Norris, com todos os perrengues, era o nome da corrida. Na volta 55, chegou em Russell e tentou até o fim o segundo lugar. Na última volta fizeram a curva 1 lado a lado. Mas não deu para ele. Piastri acabou vencendo com mais de 15s de vantagem para o inglês da Mercedes, que cruzou a linha 0s7 à frente de Norris. Leclerc, Hamilton, Verstappen (ganhou a sexta posição na última volta), Gasly, Ocon, Tsunoda e Bearman ficaram com as dez primeiras posições. A Alpine fez seus primeiros pontos no ano. Yuki, seus primeiros pela Red Bull. A Haas, incrível, colocou seus dois carros na zona de pontuação.

Piastri foi efusivamente festejado pelo rádio. “Ah moleque! Segunda vitória no ano! Você está a três pontos do Lando na classificação! Cara, dá pra lutar pelo título! Tu pode ser campeão, menor!”, gritou o engenheiro. “Sim”, respondeu o piloto. Foi a 50ª corrida da carreira do australiano. “Que jeito de comemorar!”, vibrou Karun Chandhok, ex-piloto, na primeira pergunta da entrevista pós-GP. “Sim”, disse Piastri. “Foi estressante quando entrou o safety-car?” “Sim.” “Mesmo assim você sabia que ia ganhar?” “Sim.” “E como vocês vão celebrar a vitória?” “Sim.” “Vai ter festa?” “Sim.”
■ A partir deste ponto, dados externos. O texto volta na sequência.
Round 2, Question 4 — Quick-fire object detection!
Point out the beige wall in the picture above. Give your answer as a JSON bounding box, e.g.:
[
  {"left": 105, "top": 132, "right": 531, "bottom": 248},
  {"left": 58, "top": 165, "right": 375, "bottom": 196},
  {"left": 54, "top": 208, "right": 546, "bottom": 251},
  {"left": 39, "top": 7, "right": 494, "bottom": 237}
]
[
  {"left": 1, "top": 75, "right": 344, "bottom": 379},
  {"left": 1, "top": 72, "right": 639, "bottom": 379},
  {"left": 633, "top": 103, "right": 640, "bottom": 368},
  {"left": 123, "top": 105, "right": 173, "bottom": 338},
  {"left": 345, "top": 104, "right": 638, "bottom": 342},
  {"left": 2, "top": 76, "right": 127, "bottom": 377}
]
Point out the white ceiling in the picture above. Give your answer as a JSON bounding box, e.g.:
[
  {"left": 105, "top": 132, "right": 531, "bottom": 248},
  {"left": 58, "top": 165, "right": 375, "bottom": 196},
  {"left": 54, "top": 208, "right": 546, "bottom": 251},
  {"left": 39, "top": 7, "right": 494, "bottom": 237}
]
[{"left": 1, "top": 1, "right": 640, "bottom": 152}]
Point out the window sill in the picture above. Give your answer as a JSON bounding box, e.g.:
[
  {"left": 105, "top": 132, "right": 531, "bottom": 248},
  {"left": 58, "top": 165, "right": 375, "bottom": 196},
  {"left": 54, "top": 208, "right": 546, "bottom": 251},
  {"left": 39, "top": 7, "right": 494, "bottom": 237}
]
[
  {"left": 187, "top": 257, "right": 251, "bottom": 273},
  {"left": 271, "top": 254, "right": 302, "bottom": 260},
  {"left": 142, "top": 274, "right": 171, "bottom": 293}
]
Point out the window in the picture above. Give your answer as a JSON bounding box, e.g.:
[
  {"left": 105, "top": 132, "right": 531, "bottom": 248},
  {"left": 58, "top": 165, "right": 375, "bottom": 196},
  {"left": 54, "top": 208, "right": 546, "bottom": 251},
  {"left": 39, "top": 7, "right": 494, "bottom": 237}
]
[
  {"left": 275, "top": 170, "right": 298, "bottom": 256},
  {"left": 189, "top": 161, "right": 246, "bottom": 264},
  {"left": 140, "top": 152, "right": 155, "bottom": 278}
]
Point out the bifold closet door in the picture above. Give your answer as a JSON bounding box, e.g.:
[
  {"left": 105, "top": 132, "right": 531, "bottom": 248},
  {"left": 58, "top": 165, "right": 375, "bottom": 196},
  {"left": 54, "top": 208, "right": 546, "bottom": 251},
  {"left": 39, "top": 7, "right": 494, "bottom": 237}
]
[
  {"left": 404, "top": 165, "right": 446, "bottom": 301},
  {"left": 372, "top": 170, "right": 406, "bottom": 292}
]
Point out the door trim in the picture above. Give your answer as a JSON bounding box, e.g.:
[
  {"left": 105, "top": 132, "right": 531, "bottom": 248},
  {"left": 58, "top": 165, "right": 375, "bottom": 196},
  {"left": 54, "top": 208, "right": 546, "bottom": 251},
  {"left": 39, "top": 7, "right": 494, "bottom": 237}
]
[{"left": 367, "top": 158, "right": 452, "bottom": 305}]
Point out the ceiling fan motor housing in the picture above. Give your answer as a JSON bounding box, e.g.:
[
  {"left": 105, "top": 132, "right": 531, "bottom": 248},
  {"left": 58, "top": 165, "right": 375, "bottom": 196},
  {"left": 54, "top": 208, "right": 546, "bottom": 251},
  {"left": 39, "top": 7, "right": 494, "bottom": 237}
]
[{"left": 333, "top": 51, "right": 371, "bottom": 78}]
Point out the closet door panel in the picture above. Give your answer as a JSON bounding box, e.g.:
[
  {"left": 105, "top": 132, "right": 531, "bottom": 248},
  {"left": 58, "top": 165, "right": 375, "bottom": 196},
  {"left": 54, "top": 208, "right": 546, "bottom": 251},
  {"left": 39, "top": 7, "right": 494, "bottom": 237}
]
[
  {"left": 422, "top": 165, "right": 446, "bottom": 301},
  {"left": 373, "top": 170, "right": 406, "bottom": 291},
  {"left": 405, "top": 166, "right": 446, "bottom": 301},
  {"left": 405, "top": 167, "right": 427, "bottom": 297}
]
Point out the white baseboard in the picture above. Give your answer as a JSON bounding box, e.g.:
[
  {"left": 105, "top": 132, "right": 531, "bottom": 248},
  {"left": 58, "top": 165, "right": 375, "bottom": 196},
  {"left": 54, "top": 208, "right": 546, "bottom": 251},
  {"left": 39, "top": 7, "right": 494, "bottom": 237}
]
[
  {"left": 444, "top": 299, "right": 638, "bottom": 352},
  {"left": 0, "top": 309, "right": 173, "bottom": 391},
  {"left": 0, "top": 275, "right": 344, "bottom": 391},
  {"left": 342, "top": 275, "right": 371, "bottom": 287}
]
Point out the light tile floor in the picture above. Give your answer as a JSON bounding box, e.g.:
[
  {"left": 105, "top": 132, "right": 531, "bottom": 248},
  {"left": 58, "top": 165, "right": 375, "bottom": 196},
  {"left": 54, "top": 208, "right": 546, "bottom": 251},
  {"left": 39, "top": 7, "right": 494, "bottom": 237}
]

(A entrevista de Russell ainda está rolando, no momento em que escrevo este texto. Ele está falando, agora, sobre a confusão dos pneus Pirelli. “Eu falei Campeão Supremo, queria dizer Tornado Alfa. Sempre me confundo. Vocês não? Ah, está muito difícil encontrar pneus 5:60 15. Mas há boas alternativas no mercado. Veja bem, não são a mesma coisa, mas…”)

Na classificação, Norris tem 77 pontos, contra 74 de Piastri. Verstappen salvou alguma coisa num fim de semana ruim e foi a 69. Russell tem 63. Domingo que vem tem mais, na Arábia Saudita.